2) Help them see what they don’t

When someone can compassionately hold a mirror up for us and help us see our strengths, and the obstacles that hold us back, that is a true gift. A leader will do this as a good therapist does: in hopes of seeing us breakthrough and grow…not as a mechanism to grow the bottom line.

3) Give people hope, especially when they have a hard time accessing it

One of the reasons Esther has been so lauded is that she is providing a new language to replace old (and often damaging) stories we have internalized about intimacy. These new ways of looking at age-old topics are providing millions of people with hope that we can forge new ways of being. A good leader must understand what is in the minds of her people, but also pull up to find new perspectives to share.

4) Are human, vulnerable, and emotionally accessible

When we let people see us as fallible, feeling, and authentic, they tend to feel more connected and committed to us. One of the great fallacies of leadership is that vulnerability is a weakness; in fact, it is a strength. Esther, who has reached fame she likely didn’t strategize for, shares herself in appropriate ways that develop human connection and relationship. Take episode 3 of her Audible series, where she actually sings in French during a therapy session. The key here is that sharing parts of yourself are done in ways to help others grow, not for your own satisfaction.

5) Provide facts

Leaders must act, and inspire others to act as well. Charisma can carry a leader part-way, but is often over-rated and over-sought. Providing people with facts and information that helps them understand the why and how, cements hope into commitment. It is the breadth of facts and information in Esther’s first book that gives her credibility and spurs readers to commit to the hard work of change in their relationships.

6) Give tools

If information creates commitment, tools create action. Esther is a leader who has not only spent her career learning about the inner workings of people in relationship, but has developed a set of tools for people to help themselves. This is key to good leadership- you can’t hold the keys and expect your team to drive.

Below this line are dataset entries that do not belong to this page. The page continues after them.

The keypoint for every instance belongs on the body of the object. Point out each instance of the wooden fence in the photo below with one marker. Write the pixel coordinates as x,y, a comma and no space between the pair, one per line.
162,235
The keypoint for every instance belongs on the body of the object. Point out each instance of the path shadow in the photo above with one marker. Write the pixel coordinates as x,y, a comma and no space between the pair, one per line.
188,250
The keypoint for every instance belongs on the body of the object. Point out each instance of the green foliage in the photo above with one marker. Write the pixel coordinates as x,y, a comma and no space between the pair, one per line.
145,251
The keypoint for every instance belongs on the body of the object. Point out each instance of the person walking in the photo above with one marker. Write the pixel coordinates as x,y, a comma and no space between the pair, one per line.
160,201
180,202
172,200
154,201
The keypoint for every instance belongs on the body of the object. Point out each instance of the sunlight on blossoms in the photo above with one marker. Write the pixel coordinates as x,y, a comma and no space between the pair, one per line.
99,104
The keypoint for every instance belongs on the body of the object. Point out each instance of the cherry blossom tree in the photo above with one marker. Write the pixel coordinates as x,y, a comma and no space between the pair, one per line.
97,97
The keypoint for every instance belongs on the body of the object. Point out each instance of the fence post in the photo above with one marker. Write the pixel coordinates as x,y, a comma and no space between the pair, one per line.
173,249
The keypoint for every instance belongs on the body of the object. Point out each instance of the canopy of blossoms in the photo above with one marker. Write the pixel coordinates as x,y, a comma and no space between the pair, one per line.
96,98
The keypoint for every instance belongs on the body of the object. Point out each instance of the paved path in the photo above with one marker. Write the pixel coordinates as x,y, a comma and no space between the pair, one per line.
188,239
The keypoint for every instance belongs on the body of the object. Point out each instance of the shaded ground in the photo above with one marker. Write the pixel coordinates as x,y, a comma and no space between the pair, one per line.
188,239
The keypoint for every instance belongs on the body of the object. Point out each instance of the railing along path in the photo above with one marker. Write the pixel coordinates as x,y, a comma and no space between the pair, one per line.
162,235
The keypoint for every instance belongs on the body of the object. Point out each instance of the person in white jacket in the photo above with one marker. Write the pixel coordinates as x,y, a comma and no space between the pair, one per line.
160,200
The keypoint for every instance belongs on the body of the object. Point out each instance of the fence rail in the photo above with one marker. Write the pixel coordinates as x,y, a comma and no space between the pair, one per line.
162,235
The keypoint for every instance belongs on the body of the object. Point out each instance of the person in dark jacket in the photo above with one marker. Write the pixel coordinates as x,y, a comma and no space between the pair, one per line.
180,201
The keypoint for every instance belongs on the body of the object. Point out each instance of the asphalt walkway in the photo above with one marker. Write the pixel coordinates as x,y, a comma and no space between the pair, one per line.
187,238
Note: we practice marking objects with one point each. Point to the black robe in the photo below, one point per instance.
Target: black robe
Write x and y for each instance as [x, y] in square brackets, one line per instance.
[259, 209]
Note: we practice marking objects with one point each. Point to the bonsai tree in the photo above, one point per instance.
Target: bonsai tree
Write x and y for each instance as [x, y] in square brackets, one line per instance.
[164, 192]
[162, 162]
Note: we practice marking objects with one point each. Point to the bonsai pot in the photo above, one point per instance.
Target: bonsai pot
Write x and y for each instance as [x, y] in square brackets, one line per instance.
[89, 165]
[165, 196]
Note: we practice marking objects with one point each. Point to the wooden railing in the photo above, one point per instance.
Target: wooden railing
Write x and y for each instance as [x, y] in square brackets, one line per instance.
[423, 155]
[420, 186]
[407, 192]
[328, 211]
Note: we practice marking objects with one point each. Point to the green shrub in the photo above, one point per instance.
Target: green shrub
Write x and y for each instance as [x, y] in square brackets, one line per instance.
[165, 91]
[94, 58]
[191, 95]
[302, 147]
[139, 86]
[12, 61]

7) Create conditions for success

Therapists provide a space for us to learn more about ourselves so we can grow and heal. Unlike a friend who may be well-intentioned in verbally bashing our ex while not calling us out on our own role in a failed relationship, a therapist works to create conditions for success. A leader will do this by providing direction, information, and tools, and then checking in to assess how that is progressing. They don’t stand over our shoulder to make sure we are doing everything their way. If it is not working, they adjust course, relying again on curiosity and learning to better support the path forward.

8) Push boundaries

Esther pushes boundaries over and over again. In Mating In Captivity, the last chapter introduces an important, but likely controversial theme. In her second TED talk, Esther gives new perspectives on infidelity, often taking the concept of blame and shame off the table as she strives to understand the why more deeply.

9) Know it isn’t always sexy

Just like relationships aren’t always sexy, neither is leadership. It can be lonely, it can be messy, it can be tiring, and it can be disenchanting. Like Esther points out in her book, keeping eroticism alive in a long-term relationship requires certain shifts in behavior and mind-set, so does keeping your leadership fire ignited. Strategic breaks from the work of leadership can re-ignite your passions for the work. After all, absence makes the heart grow fonder.

10) Know it’s all about relationships

Above all else, Esther knows that meaningful relationships are critical to thriving. And a great leader also knows that people, above all, are the most important part of the work.